By: Josefine Selj, T.T. Mongstad, R. Søndenå and E.S. Marstein
Published in Solar Energy Materials and Solar Cells (2011)
You may have noticed that solar cells are normally dark blue or almost black in color. The reason for this is that you want to take as much as possible out of the light that hits the solar cell into the cell to generate electricity.
It is obviously best to have a totally black panel, but you can not just paint the panel black, because in that case you will not let any of the light into the cell, all of the light will be absorbed in the paint. The solution is to make an anti-reflective coating, a very thin layer of a transparent medium on top of the solar cell, that traps the light in the cell because of what we call destructive interference. The thickness of these layers are about 70 nm in normal solar cells, or about 1000 times thinner than a human hair. That thickness correponds to 1/4 of a wavelength of visible light, which means that the reflected light from the lower surface gets canceled out by the incoming light when it meets the surface and "wants to get back out". This is a well-known strategy to trap the light, which is applied in all solar cell concepts.

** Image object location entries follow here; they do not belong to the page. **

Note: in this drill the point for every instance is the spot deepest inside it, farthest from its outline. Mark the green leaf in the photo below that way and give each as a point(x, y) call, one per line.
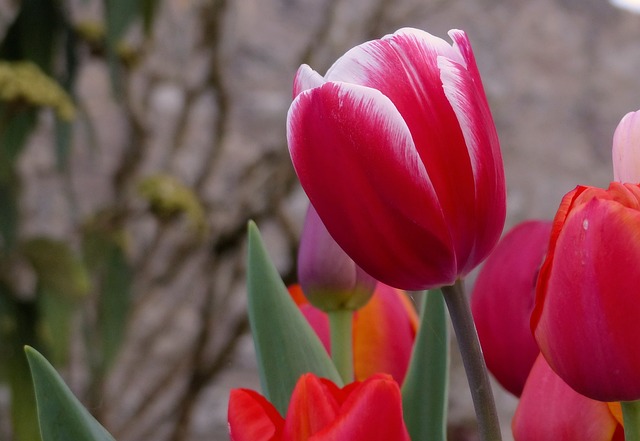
point(60, 415)
point(63, 282)
point(286, 346)
point(9, 210)
point(114, 303)
point(32, 35)
point(148, 11)
point(426, 387)
point(119, 16)
point(58, 268)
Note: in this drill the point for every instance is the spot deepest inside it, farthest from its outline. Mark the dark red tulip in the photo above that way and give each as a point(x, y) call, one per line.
point(502, 301)
point(587, 307)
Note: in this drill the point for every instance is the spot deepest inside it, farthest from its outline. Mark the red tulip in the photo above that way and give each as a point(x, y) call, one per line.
point(398, 153)
point(550, 410)
point(626, 149)
point(587, 311)
point(502, 301)
point(383, 331)
point(319, 411)
point(329, 278)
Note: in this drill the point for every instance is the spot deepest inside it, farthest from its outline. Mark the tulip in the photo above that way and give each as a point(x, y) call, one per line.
point(383, 331)
point(626, 149)
point(502, 301)
point(587, 311)
point(397, 150)
point(319, 411)
point(329, 278)
point(550, 410)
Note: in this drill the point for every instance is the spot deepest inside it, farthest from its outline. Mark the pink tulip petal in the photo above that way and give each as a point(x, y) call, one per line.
point(404, 67)
point(626, 149)
point(550, 410)
point(587, 326)
point(371, 412)
point(319, 322)
point(332, 130)
point(252, 418)
point(463, 88)
point(383, 335)
point(306, 78)
point(312, 408)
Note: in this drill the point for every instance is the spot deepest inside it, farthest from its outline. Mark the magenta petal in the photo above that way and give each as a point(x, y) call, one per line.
point(465, 93)
point(332, 131)
point(587, 324)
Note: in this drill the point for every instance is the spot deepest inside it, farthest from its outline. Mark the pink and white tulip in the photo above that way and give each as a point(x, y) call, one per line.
point(397, 150)
point(626, 149)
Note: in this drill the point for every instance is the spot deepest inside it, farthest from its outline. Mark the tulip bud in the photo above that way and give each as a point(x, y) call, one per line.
point(502, 301)
point(397, 150)
point(626, 149)
point(329, 278)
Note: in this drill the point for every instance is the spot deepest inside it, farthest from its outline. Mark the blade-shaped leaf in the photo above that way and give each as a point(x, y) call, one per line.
point(60, 415)
point(426, 387)
point(63, 282)
point(286, 346)
point(114, 303)
point(17, 320)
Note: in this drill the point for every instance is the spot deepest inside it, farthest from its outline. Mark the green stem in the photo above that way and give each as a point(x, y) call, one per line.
point(341, 322)
point(473, 361)
point(425, 389)
point(631, 418)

An anti-reflection coating made up by a single thin film reduces the reflection from a solar cell from around 30% to below 10%, as can be seen in the graph in Figure 1. If you are in doubt what the "wavelength of the light" means, it is a complicated way to say "color of the light" (See Color on Wikipedia).
Figure 1 - Reflection spectra as a function of the wavelength of the light, from a silicon wafer with and without single antireflection coating.
This is all old news, and it is also old news that the color of the solar cell depends on the thickness of the anti-reflection coating (See graphic here). So, one can make solar cell with other colors also. That would of course be nice with artictecture in mind, that you can choose which color you want to have on your cells. The problem about that, is that as you change the thickness of the film, and thereby the color, you get quite much reflected light from the cell, so you loose a lot of efficiency.
That's why we in a project we started approximately one year ago, decided to look at colored solar cells, and try to find a way to get nice colors without loosing so much light. We found that by using several layers of different very thin films we could both control the color of the solar cell, and keep the efficiency reasonably high. My colleague Josefine is an expert on porous silicon, which can be used to make very good anti-reflection coatings by making very many very thin layers with different optical properties, and she found that one could use porous silicon to make colored anti-reflection coatings without loosing more than 1% (absolute) of the efficiency (Figure 2). Also the more traditional coating silicon nitride in combination with silicon oxide turned out to give strong colors without loosing much of the efficiency (Figure 3).
Figure 2 - Colored reflection from spots on a silicon wafer on which a porous silicon anti-reflection coating has been applied.
Figure 3 - Green, red and blue color from a 3-layer stack of silicon nitride and silicon oxide. These layers are optimized to get as much efficiency as possible in combination with these nice colors.
In this work, we did not actually make any solar cells, we just made the antireflection coatings and calculated what the efficiency would be according to optical measurements on the samples. Indeed, colored solar cells are available on the market (see e. g. Lof solar), and I think we will see more of this in the future as building-integrated photovoltaics become more and more common.